As I left the field late this afternoon, I glanced back at the day's work. Tiny flags were flying hopefully in a light breeze - a field of tulips. Surrounding the field now is ominous yellow and black tape posted with warning signs Betreten der Baustelle verboten! Eltern haften fur ihre Kinder! I think it is to dissuade unsupervised visitors. The team leader tells me they sometimes hire guards for the sites to avoid interference by relic hunters. Although that is not necessary in this case, it is a grave site and the preliminary work is tedious and important to the final success of the excavation.

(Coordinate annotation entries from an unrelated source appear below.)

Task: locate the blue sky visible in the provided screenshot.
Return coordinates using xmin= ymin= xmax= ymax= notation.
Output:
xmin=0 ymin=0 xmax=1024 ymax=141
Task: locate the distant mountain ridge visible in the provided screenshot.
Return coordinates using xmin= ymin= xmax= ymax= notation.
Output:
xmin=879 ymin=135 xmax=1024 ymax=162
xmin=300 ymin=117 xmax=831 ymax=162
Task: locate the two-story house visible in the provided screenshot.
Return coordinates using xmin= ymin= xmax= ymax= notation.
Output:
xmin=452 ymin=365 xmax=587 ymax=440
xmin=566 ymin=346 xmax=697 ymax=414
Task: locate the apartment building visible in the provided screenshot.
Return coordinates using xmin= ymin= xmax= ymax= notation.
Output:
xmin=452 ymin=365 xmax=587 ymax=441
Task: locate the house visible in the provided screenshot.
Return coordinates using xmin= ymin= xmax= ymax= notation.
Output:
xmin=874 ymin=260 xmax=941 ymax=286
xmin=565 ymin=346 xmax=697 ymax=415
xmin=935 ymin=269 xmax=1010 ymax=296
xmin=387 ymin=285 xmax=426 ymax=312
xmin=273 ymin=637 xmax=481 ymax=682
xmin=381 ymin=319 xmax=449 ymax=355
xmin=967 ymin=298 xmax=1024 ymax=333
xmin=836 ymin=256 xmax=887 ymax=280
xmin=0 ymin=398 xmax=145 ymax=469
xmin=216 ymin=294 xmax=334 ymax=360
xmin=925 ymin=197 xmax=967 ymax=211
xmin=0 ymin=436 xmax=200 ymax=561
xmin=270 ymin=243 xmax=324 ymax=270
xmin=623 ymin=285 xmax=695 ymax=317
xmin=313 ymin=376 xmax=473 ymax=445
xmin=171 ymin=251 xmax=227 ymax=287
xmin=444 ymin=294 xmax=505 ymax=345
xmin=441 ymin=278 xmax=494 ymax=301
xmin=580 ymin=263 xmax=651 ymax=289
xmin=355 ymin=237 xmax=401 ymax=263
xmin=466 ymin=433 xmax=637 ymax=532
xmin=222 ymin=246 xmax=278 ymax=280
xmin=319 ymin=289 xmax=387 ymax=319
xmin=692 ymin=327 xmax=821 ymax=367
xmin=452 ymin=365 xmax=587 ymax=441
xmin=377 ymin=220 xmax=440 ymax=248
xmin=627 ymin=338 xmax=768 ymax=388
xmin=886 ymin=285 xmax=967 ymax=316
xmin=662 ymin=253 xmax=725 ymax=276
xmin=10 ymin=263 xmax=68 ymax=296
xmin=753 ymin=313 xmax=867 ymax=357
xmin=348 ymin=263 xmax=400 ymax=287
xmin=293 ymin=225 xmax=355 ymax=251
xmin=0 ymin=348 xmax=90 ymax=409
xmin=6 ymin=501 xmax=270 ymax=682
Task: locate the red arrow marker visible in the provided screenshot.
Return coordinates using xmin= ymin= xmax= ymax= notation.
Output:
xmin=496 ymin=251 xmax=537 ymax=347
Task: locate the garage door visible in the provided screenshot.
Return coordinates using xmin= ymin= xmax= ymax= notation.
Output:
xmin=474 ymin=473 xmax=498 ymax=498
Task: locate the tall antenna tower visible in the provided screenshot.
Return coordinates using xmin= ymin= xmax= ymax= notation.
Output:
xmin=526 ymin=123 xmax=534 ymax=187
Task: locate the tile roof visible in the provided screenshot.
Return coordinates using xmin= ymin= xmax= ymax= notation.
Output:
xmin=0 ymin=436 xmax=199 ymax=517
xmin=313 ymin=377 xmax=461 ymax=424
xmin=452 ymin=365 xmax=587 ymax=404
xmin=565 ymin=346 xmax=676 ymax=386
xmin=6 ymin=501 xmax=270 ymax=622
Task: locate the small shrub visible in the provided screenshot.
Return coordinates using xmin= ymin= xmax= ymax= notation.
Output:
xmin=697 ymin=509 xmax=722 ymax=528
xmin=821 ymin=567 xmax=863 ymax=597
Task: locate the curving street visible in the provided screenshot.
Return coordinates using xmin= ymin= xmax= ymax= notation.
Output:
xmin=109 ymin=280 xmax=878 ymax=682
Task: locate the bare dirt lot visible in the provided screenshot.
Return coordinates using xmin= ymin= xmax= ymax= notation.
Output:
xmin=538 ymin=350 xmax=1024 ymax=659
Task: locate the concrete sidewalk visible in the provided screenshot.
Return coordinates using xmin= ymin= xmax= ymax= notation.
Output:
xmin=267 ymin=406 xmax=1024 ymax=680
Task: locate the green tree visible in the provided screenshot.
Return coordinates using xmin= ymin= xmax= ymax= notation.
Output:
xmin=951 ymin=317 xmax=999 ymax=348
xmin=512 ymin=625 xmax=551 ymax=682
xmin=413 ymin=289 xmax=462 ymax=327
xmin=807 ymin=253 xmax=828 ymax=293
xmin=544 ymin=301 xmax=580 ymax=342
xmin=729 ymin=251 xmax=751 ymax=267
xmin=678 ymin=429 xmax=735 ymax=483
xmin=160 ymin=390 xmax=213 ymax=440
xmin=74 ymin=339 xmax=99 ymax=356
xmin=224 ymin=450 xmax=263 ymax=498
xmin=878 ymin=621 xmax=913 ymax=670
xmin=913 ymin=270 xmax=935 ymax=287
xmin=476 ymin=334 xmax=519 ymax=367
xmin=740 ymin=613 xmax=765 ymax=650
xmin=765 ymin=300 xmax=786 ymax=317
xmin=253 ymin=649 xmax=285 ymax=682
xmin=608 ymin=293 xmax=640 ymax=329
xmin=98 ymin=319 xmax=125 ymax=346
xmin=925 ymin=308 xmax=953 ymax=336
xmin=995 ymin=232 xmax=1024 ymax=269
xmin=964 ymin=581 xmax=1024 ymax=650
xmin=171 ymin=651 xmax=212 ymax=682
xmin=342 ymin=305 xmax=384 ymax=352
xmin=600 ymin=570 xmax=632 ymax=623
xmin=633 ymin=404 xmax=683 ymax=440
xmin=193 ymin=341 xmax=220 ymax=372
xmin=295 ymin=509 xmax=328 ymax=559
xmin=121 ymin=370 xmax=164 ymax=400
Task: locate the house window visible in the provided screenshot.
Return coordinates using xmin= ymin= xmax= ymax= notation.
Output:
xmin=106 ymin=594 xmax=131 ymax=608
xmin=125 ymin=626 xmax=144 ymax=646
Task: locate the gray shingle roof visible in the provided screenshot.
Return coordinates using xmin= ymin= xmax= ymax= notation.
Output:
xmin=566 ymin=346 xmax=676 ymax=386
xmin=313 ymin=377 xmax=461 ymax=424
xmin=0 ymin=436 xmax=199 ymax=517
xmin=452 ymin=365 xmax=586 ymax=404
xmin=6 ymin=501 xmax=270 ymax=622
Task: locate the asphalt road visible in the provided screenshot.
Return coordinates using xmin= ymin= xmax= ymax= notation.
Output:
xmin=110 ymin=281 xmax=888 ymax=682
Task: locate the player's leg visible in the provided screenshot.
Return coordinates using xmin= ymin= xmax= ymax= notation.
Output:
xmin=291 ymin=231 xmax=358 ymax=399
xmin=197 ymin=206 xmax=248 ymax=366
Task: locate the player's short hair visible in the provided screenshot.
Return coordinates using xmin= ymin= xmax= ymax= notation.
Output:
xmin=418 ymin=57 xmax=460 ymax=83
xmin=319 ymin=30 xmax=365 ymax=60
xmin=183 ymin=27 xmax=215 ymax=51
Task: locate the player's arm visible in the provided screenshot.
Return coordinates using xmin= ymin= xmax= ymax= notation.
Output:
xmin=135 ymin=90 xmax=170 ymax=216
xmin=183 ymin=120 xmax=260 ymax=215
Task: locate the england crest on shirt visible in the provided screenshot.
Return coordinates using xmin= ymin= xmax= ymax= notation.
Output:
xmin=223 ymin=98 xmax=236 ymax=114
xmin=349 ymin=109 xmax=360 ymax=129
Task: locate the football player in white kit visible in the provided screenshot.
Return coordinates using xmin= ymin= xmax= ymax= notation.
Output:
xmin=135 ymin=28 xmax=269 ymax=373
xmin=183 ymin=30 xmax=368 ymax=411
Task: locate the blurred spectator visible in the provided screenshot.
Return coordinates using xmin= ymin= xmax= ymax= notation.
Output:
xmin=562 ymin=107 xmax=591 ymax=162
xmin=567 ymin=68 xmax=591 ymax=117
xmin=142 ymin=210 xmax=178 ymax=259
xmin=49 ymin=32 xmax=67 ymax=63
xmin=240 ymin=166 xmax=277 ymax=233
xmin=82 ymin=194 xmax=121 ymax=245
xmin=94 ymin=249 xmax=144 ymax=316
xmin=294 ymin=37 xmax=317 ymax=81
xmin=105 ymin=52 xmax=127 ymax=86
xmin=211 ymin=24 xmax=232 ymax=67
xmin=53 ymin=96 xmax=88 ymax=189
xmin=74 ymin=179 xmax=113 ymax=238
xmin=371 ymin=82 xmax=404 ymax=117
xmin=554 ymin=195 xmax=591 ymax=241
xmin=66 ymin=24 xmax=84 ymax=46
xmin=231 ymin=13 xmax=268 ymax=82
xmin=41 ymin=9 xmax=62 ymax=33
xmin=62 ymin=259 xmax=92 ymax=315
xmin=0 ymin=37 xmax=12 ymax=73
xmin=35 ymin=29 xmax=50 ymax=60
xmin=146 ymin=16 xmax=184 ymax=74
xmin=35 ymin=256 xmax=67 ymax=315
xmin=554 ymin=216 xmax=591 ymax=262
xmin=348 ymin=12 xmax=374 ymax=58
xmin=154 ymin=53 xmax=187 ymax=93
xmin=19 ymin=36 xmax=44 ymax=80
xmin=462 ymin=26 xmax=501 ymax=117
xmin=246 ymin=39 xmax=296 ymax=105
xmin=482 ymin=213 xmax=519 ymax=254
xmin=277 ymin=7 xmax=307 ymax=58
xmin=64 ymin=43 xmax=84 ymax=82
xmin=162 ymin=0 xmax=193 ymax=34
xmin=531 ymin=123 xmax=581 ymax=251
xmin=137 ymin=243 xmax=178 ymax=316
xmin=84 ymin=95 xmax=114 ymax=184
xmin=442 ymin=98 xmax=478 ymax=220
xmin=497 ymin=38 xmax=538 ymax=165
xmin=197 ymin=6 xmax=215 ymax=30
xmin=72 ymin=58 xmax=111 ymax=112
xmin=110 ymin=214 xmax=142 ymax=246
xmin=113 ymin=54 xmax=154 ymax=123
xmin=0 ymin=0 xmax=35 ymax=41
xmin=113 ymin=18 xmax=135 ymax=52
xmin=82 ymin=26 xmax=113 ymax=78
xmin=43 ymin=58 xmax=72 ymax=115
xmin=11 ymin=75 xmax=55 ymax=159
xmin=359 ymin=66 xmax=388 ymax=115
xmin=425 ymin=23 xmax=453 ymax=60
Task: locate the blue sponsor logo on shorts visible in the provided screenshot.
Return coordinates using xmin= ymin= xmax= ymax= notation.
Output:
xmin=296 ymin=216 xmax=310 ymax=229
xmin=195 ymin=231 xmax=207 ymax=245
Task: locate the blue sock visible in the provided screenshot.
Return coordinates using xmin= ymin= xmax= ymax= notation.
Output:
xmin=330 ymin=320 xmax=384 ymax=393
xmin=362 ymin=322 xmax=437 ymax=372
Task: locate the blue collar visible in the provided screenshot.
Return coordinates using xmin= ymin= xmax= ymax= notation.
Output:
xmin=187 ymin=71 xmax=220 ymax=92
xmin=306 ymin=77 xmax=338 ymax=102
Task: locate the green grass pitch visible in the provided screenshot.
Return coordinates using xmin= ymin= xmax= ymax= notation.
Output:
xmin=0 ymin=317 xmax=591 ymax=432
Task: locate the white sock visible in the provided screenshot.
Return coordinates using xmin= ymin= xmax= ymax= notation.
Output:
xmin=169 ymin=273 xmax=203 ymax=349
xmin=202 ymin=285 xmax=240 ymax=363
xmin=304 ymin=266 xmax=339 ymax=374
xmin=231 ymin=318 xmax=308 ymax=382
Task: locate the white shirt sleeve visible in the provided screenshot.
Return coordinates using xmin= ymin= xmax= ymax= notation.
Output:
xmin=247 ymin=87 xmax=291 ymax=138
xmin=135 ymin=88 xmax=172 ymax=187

So it begins. There is talk of sifting and sorting and evaluation. Some plane parts have already emerged along with a few bomb fragments and a tractor spring. Most of the stuff beign sifted indicates whether it is worth digging under that flag. Tomorrow work begins at 8 am. Permission has been granted to begin digging which was a separate permission from marking the field. The team expects this to take all of the alloted 20 days to complete the work. Whatever happens, I will be there. It is a time of attending to my father in the only way I can. He would have done it for me.
(When I figure out how to post photos the German way, they will appear.)